Toplam Kalite

Ömer Öcal

VAN 8.12.2012 14:57:51 0
Toplam Kalite
Tarih: 01.01.0001 00:00

Bir zamanlar bakanlığın “Toplam kalite” adıyla tertip ettiği bir seminere katılmıştım. Gerçi adı ile içeriği arasında ilgi kuramamış, onu da bu tür akıl verme işlerini iyi bilen bir arkadaştan öğrenmiştim. Meğer “Toplam kalite” A dan Z ye kalite demekmiş.

Toplam kalite semineri,  Dünya’nın ileri ülkelerinde uzmanlık alanları ile ilgili gözlemler yaparak kendini yetiştirmiş iki hocanın dönüşümlü dersleri ile tamamlandı. Toplantıya katılmamın imza ile kanıtlanması dışında bir beklentim olmadığı için dersleri pek iyi hatırlamıyorum. Her halde “başarı nedir?”, “insan kendini nasıl gerçekleştirir?” gibi sorunlar üzerine zihin açıcı konuşmalar yapılmıştır. Fakat resimleri hatırlıyorum: Biri,  elinde kitap ve boynunda kravatla başarı merdivenlerini tırmanan bir öğrenci; diğeri, elinde sopası ile tahtada ders anlatan kısa kollu tişörtüyle bayan öğretmen.

Seminerin son günü,  programda, kardeş kurumu ziyaret ve kurumun ziyafetine katılmak vardı. Bu sefer ev sahibi bizdik. Ziyafetin arkasından, yüz yaşını aşkın çınarların gölgesinde, semaver çayı yudumlamaktaydık ve artık hocalarla rahat bir konuşma imkânımız doğmuştu:

* Hocam siz konuştunuz biz dinledik; ama sanmayın ki bütün sözlerinize katılıyoruz. Diyorsunuz ki İsveç’te böyle gördük, Belçika’da şöyle yapıyorlar. Jung’un görüşü şöyledir Yahut Nice böyle buyurdu… Naklettiğiniz bütün sözler batıdan ve verdiğiniz bütün örnekler batı ülkelerinden. Bunların dışında sözü anılmaya değer bir adam yok mu? Yararlı olabilecek bir uygulama bulunmuyor mu? Ya da sizin kendi düşünceleriniz yok mu? Söyledikleriniz kendi fikriniz değil, sadece naklediyorsunuz. Bunun ne önemi var? Bir kültürün çözümü, başka bir kültür için geçerli olabilir mi? Biz Avrupa dışında başka bir kültürüz. Bir zamanların ünlü dizisiydi Columbo, maktulün kocasından şüpheleniyordu. Eve gitti, araştırma yaptı, evde kadının fotoğrafı yoktu. Demek ki karısını sevmiyordu. O halde şüpheleri yerindeydi. Katil koca olabilirdi(…) Bizim evde de fotoğraf yok. Yoksa bende mi eşimi sevmiyorum? Acaba yakında karımı öldürecek miyim?

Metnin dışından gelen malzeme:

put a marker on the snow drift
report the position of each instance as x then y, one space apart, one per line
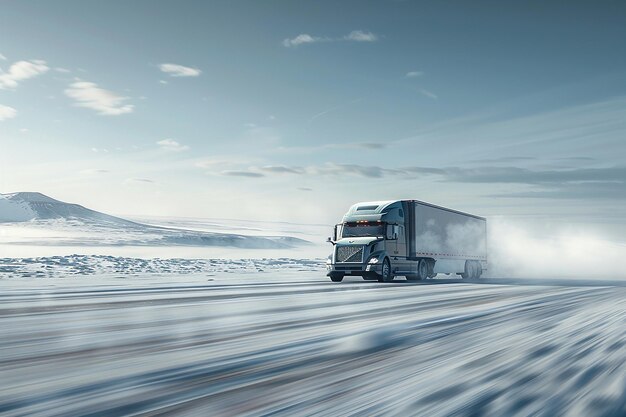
37 219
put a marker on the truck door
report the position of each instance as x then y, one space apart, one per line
401 243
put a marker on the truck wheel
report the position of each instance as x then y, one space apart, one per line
422 269
479 270
386 275
467 271
336 277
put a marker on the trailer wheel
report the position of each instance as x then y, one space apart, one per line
468 270
422 269
336 277
386 274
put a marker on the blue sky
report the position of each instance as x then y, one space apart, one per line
292 110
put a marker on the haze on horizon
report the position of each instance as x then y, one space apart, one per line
292 111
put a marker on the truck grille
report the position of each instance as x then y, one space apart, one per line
350 254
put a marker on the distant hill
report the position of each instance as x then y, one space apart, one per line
99 229
26 206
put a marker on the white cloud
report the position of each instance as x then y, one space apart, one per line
354 36
302 38
89 95
7 112
21 70
175 70
429 94
360 36
172 145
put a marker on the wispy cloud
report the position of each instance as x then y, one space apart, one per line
303 38
89 95
354 36
249 174
429 94
172 145
281 169
331 109
94 171
7 112
176 70
144 180
360 36
20 71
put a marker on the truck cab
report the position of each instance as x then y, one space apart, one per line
369 237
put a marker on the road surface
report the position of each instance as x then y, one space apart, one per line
297 344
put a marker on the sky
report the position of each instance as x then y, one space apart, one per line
295 110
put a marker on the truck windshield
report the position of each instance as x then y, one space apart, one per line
363 229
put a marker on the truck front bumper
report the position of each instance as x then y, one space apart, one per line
353 269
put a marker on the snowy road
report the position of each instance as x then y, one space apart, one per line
296 344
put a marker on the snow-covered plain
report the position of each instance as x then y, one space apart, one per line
292 343
170 316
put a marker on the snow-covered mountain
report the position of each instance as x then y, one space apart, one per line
26 206
74 224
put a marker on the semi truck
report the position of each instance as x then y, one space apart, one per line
382 240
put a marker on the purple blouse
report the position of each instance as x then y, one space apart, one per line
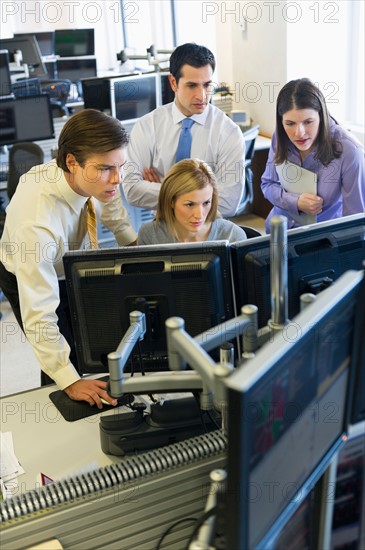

* Her kültürün çözümü farklıdır bu doğru. Zaten çözümleri alalım demedik, yararlanalım dedik. Peki, Avrupa’dan Amerika’dan örnek vermeyip nereden verseydik? Bu gün gelişmiş ülkeler bu ülkeler…

* Geliştiler, insanlarını eğittiler… İşgaller, cinayetler, yeri göğü saran vahşet ve sapıklıklar ne o zaman? Batıyı örnek almak zuldür. Asıl onların iyi örneklere, adam olmaya ihtiyacı vardır. Hocam! Avrupa’nın ortasında otuz bin Boşnak kadına tecavüzü gördüğün halde, Irakta Ebu Gureyb’i gördüğün halde, hala onlara hayransın.  Adapazarı depreminde yardım için gönderilen ekmek yığınlarını gördün. İlaç alan koştu. Halkımız yardımseverdir ve senin örnek aldığın Avrupalılardan bin kat daha insandır. Oralarda iki saat elektrik kesilse dükkânlar yağmalanır. Amerika’da Katrina Kasırgası oldu. Felaket sırasında beyazları kurtardılar, zenciler kaldı; yardıma değil, yağmaya koştular. Yağmacıları vurma kararı çıktı.

* Ama Adapazarı’nda da hırsızlar vardı...

* Seminerde söylemiştin “Öğrenmeye en çok direnenler öğretmenlerdir.” diye, ben de diyorum ki: “Daha fazla direnenler, öğretmenlere öğretmenlik yapanlardır.” ikna olmak istemediğin anlaşılıyor, olsun bir gün gelecek bu sözlerim sana lazım olacak.